I did sort of consider a similar approach but with Index of Coincidence as the health measure, and then trying to solve it as a vanilla substitution cipher (and we might revert to that yet).
I’m going to do it in C (because that has always been my language of choice (and claimed expertise)), but I’m already struggling because less than 6 months of ruby has destroyed all my pedantry about semi-colons and the like (and maybe to be fair a year of shell scripting and php/javascript/crap before that has probably destroyed other C habits) ….
Milongal: the problem is that it’s not a ciphertext in that kind of way. There are plenty of programmes that will do all the heavy lifting for you, such as CryptoCrack: personally, I wouldn’t write a line of code for any cipher mystery (and Ruby isn’t as bad a language as you seem to think) until I’d exhausted all the basic tests in CryptoCrack first.
Milongal: incidentally, something few non-codebreakers tend to appreciate is that programmes such as CryptoCrack are really very good indeed at cracking simple substitution ciphers. Even though these have a unicity (minimum theoretical ciphertext size for a unique answer) of 28 characters, in practice simple ciphertexts of length 40 or so will yield to CryptoCrack’s devious chiselling, and even length 30 ciphertexts can often yield automated cracks that are obviously very close.

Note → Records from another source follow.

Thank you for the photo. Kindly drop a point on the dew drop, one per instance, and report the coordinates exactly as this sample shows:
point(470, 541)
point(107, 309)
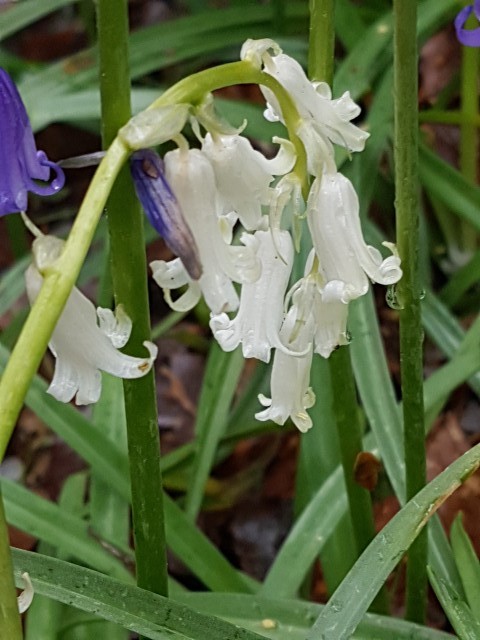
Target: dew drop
point(392, 298)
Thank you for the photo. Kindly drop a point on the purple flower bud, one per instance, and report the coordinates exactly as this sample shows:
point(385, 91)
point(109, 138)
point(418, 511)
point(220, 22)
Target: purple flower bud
point(469, 37)
point(163, 210)
point(20, 162)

With a length of 46, the Rubaiyat ciphertext is therefore well inside the zone where you would expect CryptoCrack to have a pretty good attempt… but it finds nothing. 🙁
Further to my post from June 29 (about the Sec Engineering course through UNSW), the ciphertext provided was quite big, and all CryptoCrack (**might have been something equivalent, I remember having a bit of issues with some of the tools I downloaded, and some of the analysis was done on random websites too) really help with was likely key size (I can’t remember whether it got the actual length or some multiple/divisor of it) and its scoring of likely algorithms voted variants of the Quagmire highest. Perhaps the problem was that I didn’t know how to use it beyond that, but the bulk of the ‘heavy lifting’ (certainly when I solved it, and by the sound of it others who I shared ideas with) was done in part programmatically and in part pen and paper.
Given that you’ve told us a lot of the technical detail (5 random alphabets) it feels like we’re in the same place we were with the UNSW cipher (although I havebn’t even played with CryptoCrack this time, so it might be worth a look….). The biggest challenge we had last time with the programmatic approach was the decision that something was or wasn’t English text- and I’m a bit uncomfortable that mere digraph analysis might not be enough…but I don’t know until I try.
To be perfectly honest, I kind of feel this should be crackable simply by applying ETAIONSHRDU to the commonest letters in each ‘alphabet’ (or whatever the exact order is) and tweaking the result – and in that case it’s doable by hand by anyone with a few days patience (I get frustrated with that approach easily). I’m sure you understand the method…by applying E and T you start to be able to guess ‘THE’ (and ‘THERE’/’THESE’) and then TH + Constonant possibly indicates something ending with ‘TH’ (eg wiTH) is and you look for patterns with ‘N’ that can be [AE]N[DT] etc…..I guess it’s like solving a multi-dimensional acrostic (not sure that’s the right name) puzzles….
But will see…as I say, my attention span isn’t all that long.